Les prix du pétrole ont légèrement baissé après que le président Donald Trump a prolongé un cessez-le-feu temporaire avec l'Iran, introduisant une nouvelle couche d'incertitude pour un marché à cran face au risque d'un conflit plus large qui pourrait perturber un cinquième de l'approvisionnement mondial en brut.
« L'incertitude persistante continue d'assombrir tout accord de paix, car l'Iran reste réticent à participer à un deuxième cycle de discussions au Pakistan », ont déclaré les analystes d'ANZ dans une note.
Le Brent, la référence mondiale, a chuté de 1 % à 94,53 $ le baril, après avoir brièvement touché 100 $ lors de la session précédente. Le West Texas Intermediate (WTI) a baissé de 1,7 % à 88,07 $. Le S&P 500 a reculé de 0,6 % et le rendement du Trésor à 10 ans a grimpé à 4,31 % alors que les investisseurs digéraient ces signaux mitigés.
La prolongation du cessez-le-feu, bien qu'étant un recul par rapport au bord du gouffre, laisse sans réponse la question cruciale du blocus du détroit d'Ormuz. Le marché intègre désormais une période de négociations prolongées, avec un potentiel de rebond des prix si les discussions échouent ou si les actions militaires reprennent. La prochaine date clé est l'échéance non encore spécifiée pour la réponse de l'Iran à la proposition américaine.
Ce revirement diplomatique survient après une journée de transactions volatiles. Les prix avaient initialement bondi suite aux informations selon lesquelles la Maison Blanche avait suspendu le voyage prévu du vice-président JD Vance au Pakistan pour un deuxième cycle de pourparlers de paix.

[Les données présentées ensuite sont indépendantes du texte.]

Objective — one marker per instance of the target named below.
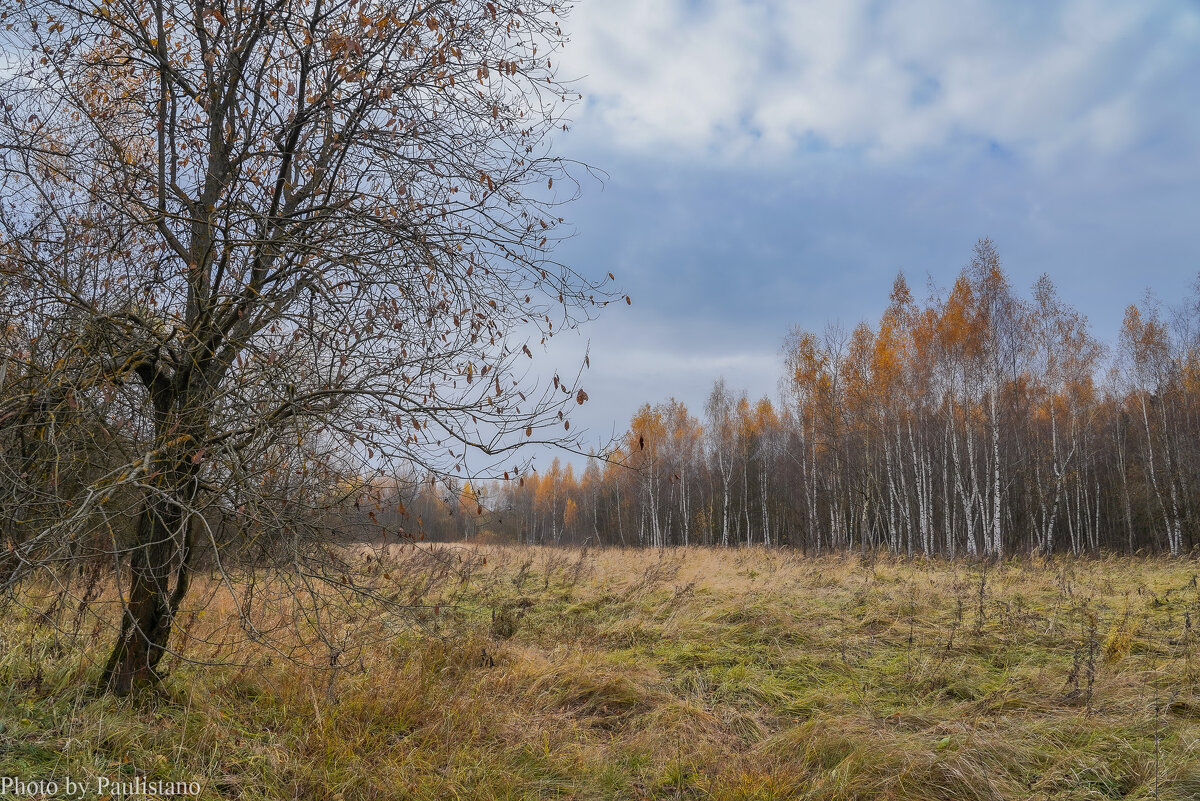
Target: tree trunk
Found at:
(163, 548)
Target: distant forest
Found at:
(977, 422)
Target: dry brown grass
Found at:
(687, 673)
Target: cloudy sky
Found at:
(775, 163)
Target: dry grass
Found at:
(683, 674)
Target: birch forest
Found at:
(978, 421)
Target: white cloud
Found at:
(765, 78)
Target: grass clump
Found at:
(693, 674)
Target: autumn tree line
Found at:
(976, 422)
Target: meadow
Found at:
(687, 673)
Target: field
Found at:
(681, 674)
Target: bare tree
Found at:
(255, 254)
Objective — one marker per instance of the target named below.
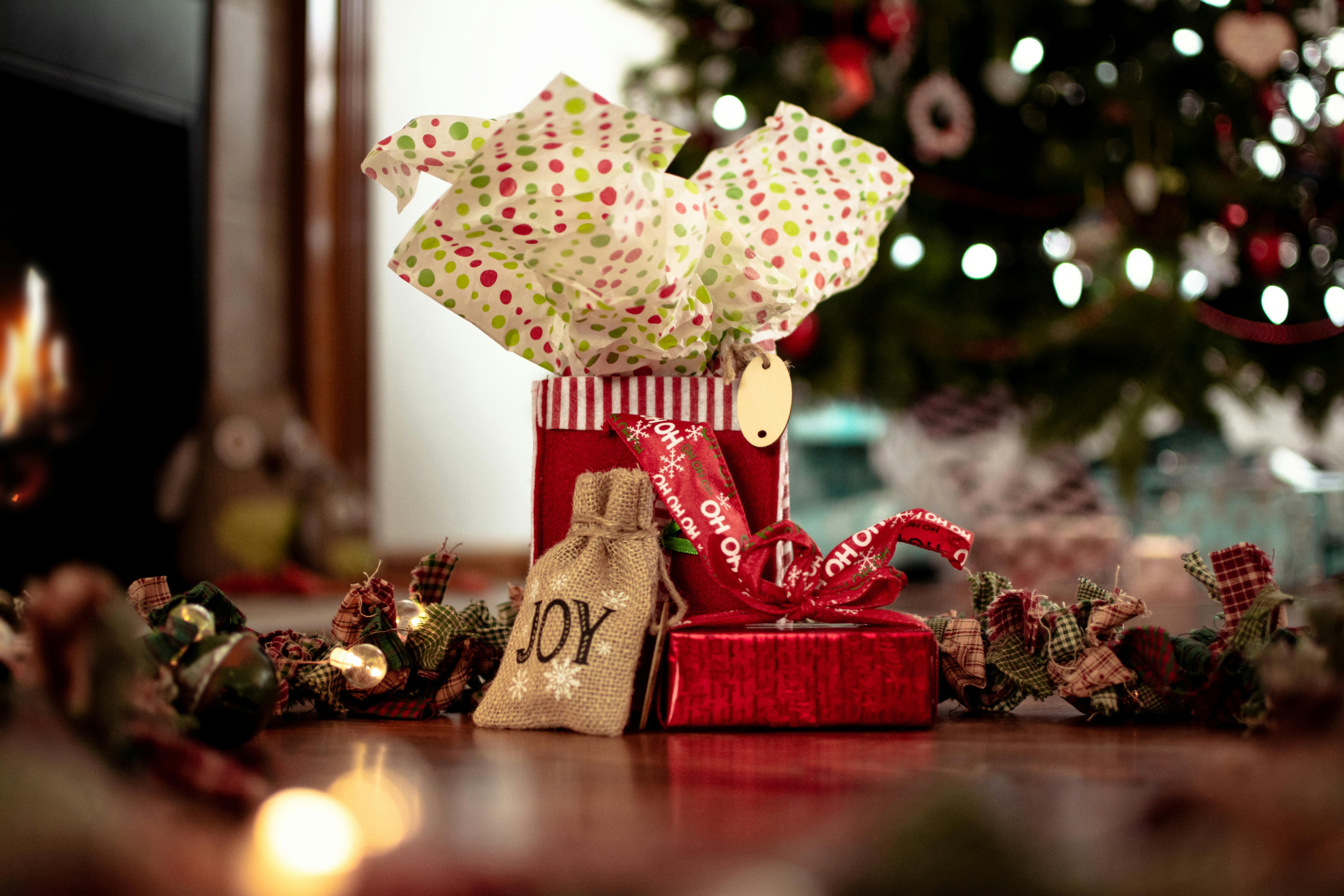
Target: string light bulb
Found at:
(411, 614)
(304, 842)
(364, 666)
(196, 616)
(1275, 304)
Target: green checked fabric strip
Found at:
(429, 579)
(228, 617)
(1107, 702)
(1260, 622)
(432, 637)
(485, 627)
(1011, 656)
(1068, 639)
(1198, 567)
(986, 588)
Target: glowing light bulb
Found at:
(1058, 245)
(386, 805)
(907, 252)
(196, 616)
(1189, 43)
(1193, 285)
(1139, 269)
(979, 261)
(364, 666)
(1302, 97)
(1268, 159)
(729, 112)
(1275, 304)
(1333, 111)
(1026, 56)
(1335, 306)
(1282, 127)
(1069, 284)
(409, 616)
(304, 842)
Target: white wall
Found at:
(452, 440)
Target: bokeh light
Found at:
(729, 112)
(1139, 269)
(1275, 304)
(1027, 56)
(1193, 285)
(1069, 284)
(1335, 306)
(907, 252)
(979, 261)
(1187, 42)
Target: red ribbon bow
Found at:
(851, 584)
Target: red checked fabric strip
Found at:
(850, 585)
(585, 402)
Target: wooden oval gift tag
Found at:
(765, 400)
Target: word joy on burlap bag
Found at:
(572, 657)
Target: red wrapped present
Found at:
(806, 676)
(872, 667)
(571, 412)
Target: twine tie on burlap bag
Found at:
(593, 524)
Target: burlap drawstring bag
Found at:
(587, 608)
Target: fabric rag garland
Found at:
(565, 240)
(1021, 644)
(444, 663)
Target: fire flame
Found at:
(34, 371)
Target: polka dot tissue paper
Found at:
(564, 237)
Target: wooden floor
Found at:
(683, 813)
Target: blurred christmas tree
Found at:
(1104, 191)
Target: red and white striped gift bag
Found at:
(569, 414)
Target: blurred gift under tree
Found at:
(1092, 179)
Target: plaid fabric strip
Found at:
(1243, 573)
(963, 653)
(1197, 566)
(1159, 704)
(1151, 655)
(1097, 668)
(1260, 622)
(397, 707)
(1105, 620)
(429, 579)
(1002, 692)
(362, 602)
(149, 596)
(986, 588)
(1018, 613)
(1010, 655)
(1066, 640)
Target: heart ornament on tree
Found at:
(1255, 42)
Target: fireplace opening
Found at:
(103, 350)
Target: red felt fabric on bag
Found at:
(569, 413)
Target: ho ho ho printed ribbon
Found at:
(851, 584)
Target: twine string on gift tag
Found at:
(734, 358)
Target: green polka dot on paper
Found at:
(674, 265)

Cette décision a été motivée par l'incapacité de Téhéran à répondre formellement aux positions de négociation américaines avant l'expiration du cessez-le-feu prévue mercredi.
Dans un message sur les réseaux sociaux mardi soir, Trump a confirmé la prolongation, déclarant qu'il avait ordonné à l'armée américaine de « poursuivre le blocus et, à tous autres égards, de rester prête et capable ». La décision, a-t-il dit, a été prise à la demande du Pakistan en attendant une « proposition unifiée » de Téhéran.
Impasse à Ormuz
L'impasse a maintenu le détroit d'Ormuz, une voie navigable qui gère environ 20 % de la consommation mondiale de pétrole, dans un état de quasi-paralysie. L'Iran a insisté sur le fait qu'il n'enverrait une délégation aux pourparlers que si les États-Unis levaient leur blocus naval des ports iraniens, une condition que Trump a rejetée à plusieurs reprises.

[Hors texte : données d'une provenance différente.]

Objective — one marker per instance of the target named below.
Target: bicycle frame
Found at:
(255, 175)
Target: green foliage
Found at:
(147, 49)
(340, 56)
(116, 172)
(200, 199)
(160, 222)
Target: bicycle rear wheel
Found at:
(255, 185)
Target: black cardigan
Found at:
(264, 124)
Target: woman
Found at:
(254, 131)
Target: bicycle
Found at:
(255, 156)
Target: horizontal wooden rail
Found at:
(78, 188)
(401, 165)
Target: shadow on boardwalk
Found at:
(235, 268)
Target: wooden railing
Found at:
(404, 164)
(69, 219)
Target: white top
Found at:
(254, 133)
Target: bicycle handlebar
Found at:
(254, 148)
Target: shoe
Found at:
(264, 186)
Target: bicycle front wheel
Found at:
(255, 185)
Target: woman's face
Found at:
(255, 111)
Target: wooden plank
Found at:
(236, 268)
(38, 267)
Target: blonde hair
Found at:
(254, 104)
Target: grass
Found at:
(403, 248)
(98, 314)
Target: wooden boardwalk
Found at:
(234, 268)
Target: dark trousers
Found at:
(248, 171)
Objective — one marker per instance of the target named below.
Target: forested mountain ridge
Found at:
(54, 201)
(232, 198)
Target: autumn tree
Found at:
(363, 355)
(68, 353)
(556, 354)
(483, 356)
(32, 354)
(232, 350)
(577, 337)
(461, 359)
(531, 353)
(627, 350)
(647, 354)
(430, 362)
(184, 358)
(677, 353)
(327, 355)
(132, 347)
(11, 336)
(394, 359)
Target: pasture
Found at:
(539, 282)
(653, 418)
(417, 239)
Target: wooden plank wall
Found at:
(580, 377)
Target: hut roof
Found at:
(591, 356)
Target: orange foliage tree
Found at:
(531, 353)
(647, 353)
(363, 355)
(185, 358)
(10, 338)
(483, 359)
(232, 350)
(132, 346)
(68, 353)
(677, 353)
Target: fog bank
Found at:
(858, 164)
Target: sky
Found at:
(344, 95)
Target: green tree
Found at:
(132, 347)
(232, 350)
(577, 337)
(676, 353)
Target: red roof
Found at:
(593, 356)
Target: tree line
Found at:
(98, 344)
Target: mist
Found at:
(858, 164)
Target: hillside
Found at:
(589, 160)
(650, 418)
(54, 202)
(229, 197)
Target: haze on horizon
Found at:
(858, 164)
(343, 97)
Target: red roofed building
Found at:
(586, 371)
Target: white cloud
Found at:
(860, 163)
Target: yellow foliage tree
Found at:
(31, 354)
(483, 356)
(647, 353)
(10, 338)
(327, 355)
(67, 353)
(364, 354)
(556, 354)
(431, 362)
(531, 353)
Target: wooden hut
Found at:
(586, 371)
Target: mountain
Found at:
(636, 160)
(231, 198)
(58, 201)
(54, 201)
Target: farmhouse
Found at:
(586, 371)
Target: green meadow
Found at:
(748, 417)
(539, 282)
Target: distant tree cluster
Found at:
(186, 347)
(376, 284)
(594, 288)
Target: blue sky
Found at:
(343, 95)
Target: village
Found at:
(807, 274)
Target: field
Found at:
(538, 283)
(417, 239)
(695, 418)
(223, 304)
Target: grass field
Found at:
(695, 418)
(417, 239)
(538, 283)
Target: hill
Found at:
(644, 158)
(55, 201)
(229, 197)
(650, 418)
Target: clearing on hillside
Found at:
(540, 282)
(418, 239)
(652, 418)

Les tensions dans cette voie maritime critique se sont intensifiées ces derniers jours. L'armée américaine a confirmé avoir abordé un pétrolier iranien sous sanction cette semaine, après la saisie d'un autre cargo battant pavillon iranien le week-end dernier. Parallèlement, des vedettes rapides opérées par le Corps des gardiens de la révolution islamique d'Iran auraient ouvert le feu sur plusieurs navires commerciaux.
« Le baromètre critique du risque géopolitique a été distillé en une seule donnée : le nombre de navires transitant par le détroit d'Ormuz », a déclaré Bob Savage, responsable de la stratégie macroéconomique des marchés chez BNY Mellon.
L'incertitude s'est propagée sur les marchés mondiaux. Les prix du baril de Brent ont bondi de plus de 50 % depuis le début de la guerre le 28 février, dépassant brièvement les 119 $ le baril en mars. Bien que les prix se soient repliés de leurs sommets, ils restent nettement supérieurs aux niveaux d'avant-guerre d'environ 72 $ le baril.
« Il est devenu cliché de dire que l'impact économique dépendra de la durée du conflit au Moyen-Orient, mais ce cliché sonne juste », a déclaré Brian Jacobsen, stratège économique en chef chez Annex Wealth Management.
Cet article est uniquement à titre informatif et ne constitue pas un conseil en investissement.